Su nuevo amigo se detuvo ante una mujer, vestida con ropa ajustada y un colorido pañuelo anudado al cuello. Hablaron el uno con el otro, mirando al pequeño alternativamente, y finalmente se aproximaron a él. La mujer le habló pero seguía sin comprenderla. ¿Cuándo se le pasaría aquel aturdimiento? Sin embargo, con señas lograron hacerle comprender que tenía que continuar él solo por el pasillo inclinado que se abría ante él. Siguió avanzando, pero al cabo de unos pasos se giró para volver a ver a su amigo.

 

Lo vio todavía junto a la mujer, sujetándole la mano. Se fijó bien y pudo comprobar cómo entre sus dedos asomaba algo, tal vez un papel. El hombre se despidió de él con la mano y se alejó, mientras la mujer comprobaba el papel y se lo guardaba en un bolsillo. El pequeño retomó su camino, sin dejar de pensar en qué sería aquel papel, hasta que un misterio todavía mayor apareció ante él.

 

El pasillo terminaba en una alargada estancia, de suelo enmoquetado y pequeñas ventanas ovaladas en las paredes a ambos lados. Junto a estas, decenas de asientos se distribuían en filas, separadas por un pasillo central.
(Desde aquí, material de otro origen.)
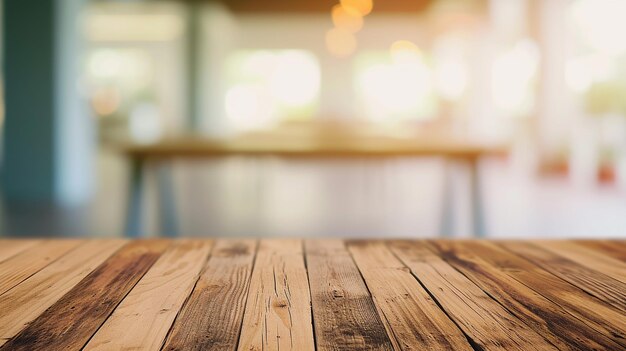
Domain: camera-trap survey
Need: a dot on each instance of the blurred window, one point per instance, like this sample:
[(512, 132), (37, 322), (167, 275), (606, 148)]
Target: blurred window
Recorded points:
[(269, 86), (133, 74)]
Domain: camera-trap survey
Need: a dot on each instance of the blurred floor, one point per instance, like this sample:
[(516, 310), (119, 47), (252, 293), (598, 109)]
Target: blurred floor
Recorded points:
[(394, 198)]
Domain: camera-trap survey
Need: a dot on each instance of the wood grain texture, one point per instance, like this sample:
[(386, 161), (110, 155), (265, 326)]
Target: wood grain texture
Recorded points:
[(326, 294), (72, 320), (613, 248), (598, 315), (278, 310), (414, 320), (142, 320), (550, 320), (593, 282), (482, 319), (28, 262), (25, 302), (587, 257), (211, 318), (344, 313), (10, 248)]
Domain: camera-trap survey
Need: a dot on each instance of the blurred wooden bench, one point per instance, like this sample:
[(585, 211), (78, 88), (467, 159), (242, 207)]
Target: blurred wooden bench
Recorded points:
[(289, 145)]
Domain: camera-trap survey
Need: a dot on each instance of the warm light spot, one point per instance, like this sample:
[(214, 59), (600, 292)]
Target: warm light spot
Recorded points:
[(396, 90), (364, 7), (296, 79), (601, 24), (247, 107), (405, 51), (451, 78), (340, 43), (513, 72), (134, 27), (347, 18), (145, 123), (105, 101), (267, 86)]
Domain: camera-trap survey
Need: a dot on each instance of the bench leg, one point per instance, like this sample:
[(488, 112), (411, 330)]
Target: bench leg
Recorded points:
[(167, 207), (135, 195), (479, 229)]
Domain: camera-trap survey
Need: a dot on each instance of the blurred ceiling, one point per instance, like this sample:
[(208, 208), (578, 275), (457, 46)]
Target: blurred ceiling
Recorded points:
[(317, 6)]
Jamás había estado en un lugar como aquel, pero se dejó guiar por una mujer vestida como la anterior que, con expresión de extrañeza y tras consultar con otra más que se limitó a encogerse de hombros, lo llevó hasta un asiento y le ató un cinturón.

 

Sus padres le habían dicho que aquel era un viaje complicado, que podría haber multitud de contratiempos y peligros, pero al pequeño le estaba pareciendo de lo más entretenido. Estaba descubriendo muchas cosas nuevas y hasta había hecho un amigo. Lo único que todavía no había comprendido, y que le daba la impresión de tener cierta importancia, era por qué la piel de todas las personas a su alrededor era del color de la arena del desierto y la suya del color del carbón.